Our father, middle brother, and an occasional friend would join us now and then. But something in other people’s brains sent them bustling off to more quantifiable endeavors before the real rhythm of catch ever took hold. True catch-playing takes place in a double limbo between busyness and idleness, and between the imaginary and the real. As with any contemplative pursuit, it takes time, and the ability to forget time, to slip into this dual limbo and discover (i.e. lose) oneself in the music of the game.

It helps to have a special spot to play. Ours was a shaded, ninety-foot corridor between our northern neighbor’s apple orchard and our southern neighbor’s stand of old-growth Douglas fir, atop a stretch of lawn so lush and mossy it sucked the heat out of even the hottest grounders. I always stood in the north, John in the south. When I chased his wild throws into the orchard I’d often hide the ball in my shirt and fire back a Gravenstein, leaving John to judge in mid-air whether it was fit to catch and eat, or an overripe rotter about to explode in his mitt. When he chased my dud pegs into the firs, he would give me an innocent, uncomplaining smile as he trotted back into position—then rifle a palmed dirt clod or rock at my head.

But such antics were the exception. Our corridor’s deep shade, gigantic firs, and mossy footing made it more conducive to mental vacationing than to boisterousness. A vigorous serenity was the rule. We might call balls and strikes for an imaginary inning or two, throw each other a few pop-ups and grounders, or maybe count consecutive errorless catches and throws (three-hundreds were common, and our record was high in the eights-). But as our movements grew fluid and our throws brisk and accurate, the pretense of practice inevitably faded and we’d just aim for the chest and fire, hisssss pop! hisssss pop!, till a meal, a duty, or total darkness forced us to recall that this is the world in which even timeless pursuits come to an end.

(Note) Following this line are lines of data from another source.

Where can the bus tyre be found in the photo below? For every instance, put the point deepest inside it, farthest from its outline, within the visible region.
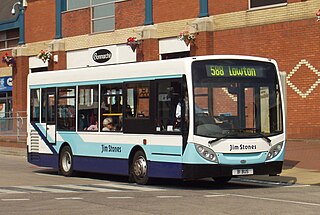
(222, 180)
(139, 168)
(66, 162)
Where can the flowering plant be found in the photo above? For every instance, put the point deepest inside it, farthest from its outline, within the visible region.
(187, 37)
(133, 42)
(9, 60)
(44, 55)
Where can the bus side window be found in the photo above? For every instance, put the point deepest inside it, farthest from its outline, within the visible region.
(88, 108)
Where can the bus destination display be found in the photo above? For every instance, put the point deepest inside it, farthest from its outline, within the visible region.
(220, 71)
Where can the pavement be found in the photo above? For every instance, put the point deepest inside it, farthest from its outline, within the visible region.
(301, 165)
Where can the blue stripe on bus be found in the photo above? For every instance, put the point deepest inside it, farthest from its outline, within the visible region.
(102, 149)
(108, 165)
(113, 81)
(248, 158)
(44, 138)
(191, 156)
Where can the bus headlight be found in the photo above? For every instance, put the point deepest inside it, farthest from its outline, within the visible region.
(274, 151)
(206, 153)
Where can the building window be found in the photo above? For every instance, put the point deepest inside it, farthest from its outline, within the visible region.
(102, 15)
(9, 38)
(263, 3)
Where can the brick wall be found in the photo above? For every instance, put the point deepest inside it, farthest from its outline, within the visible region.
(222, 6)
(40, 17)
(288, 43)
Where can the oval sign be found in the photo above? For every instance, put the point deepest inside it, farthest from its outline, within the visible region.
(101, 55)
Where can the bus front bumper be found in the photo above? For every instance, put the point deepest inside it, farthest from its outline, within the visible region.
(191, 171)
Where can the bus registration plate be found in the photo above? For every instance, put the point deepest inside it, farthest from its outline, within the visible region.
(242, 172)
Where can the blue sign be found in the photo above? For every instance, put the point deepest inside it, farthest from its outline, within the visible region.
(6, 84)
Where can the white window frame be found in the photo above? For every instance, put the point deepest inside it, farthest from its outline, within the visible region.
(8, 39)
(100, 18)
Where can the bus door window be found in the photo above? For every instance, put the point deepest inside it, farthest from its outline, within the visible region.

Our talk must have seemed addled to eavesdroppers. We lived in our bodies during catch; our minds and mouths, though still operative, were just along for the ride. Most of the noise I made was with the four or five pieces of Bazooka I was invariably working over, though once the gum lost its sugar I’d sometimes narrate our efforts in a stream-of-doggerel, nonsensical play-by-play. John’s speech was more coherent but of no greater didactic intent: he usually poured out litanies of idle Yankee worship, or even idler braggadocio a la Dizzy Dean, all of it artfully spiced with spat sunflower seed husks.

Dan Jenkins defined catch-players perfectly when he spoke of athletes who “mostly like to stand around, chew things, spit, and scratch their nuts.” Not too complimentary a definition, perhaps, yet from the catch-playing point of view, what are the alternatives? Why run around wrecking the world for pay when you could be standing in one place transcending time? Why chew Rolaids, swallow your spit, and feel too inhibited to scratch where it itches when you could be chewing Day’s Work or Double Bubble, thooting out end-over-enders, easing the itch, and firing off hisses and pops? Whatever he really meant, Yogi Berra defended catch-players best the time he said, “If ya can’t copy ‘em, don’t imitate ‘em.”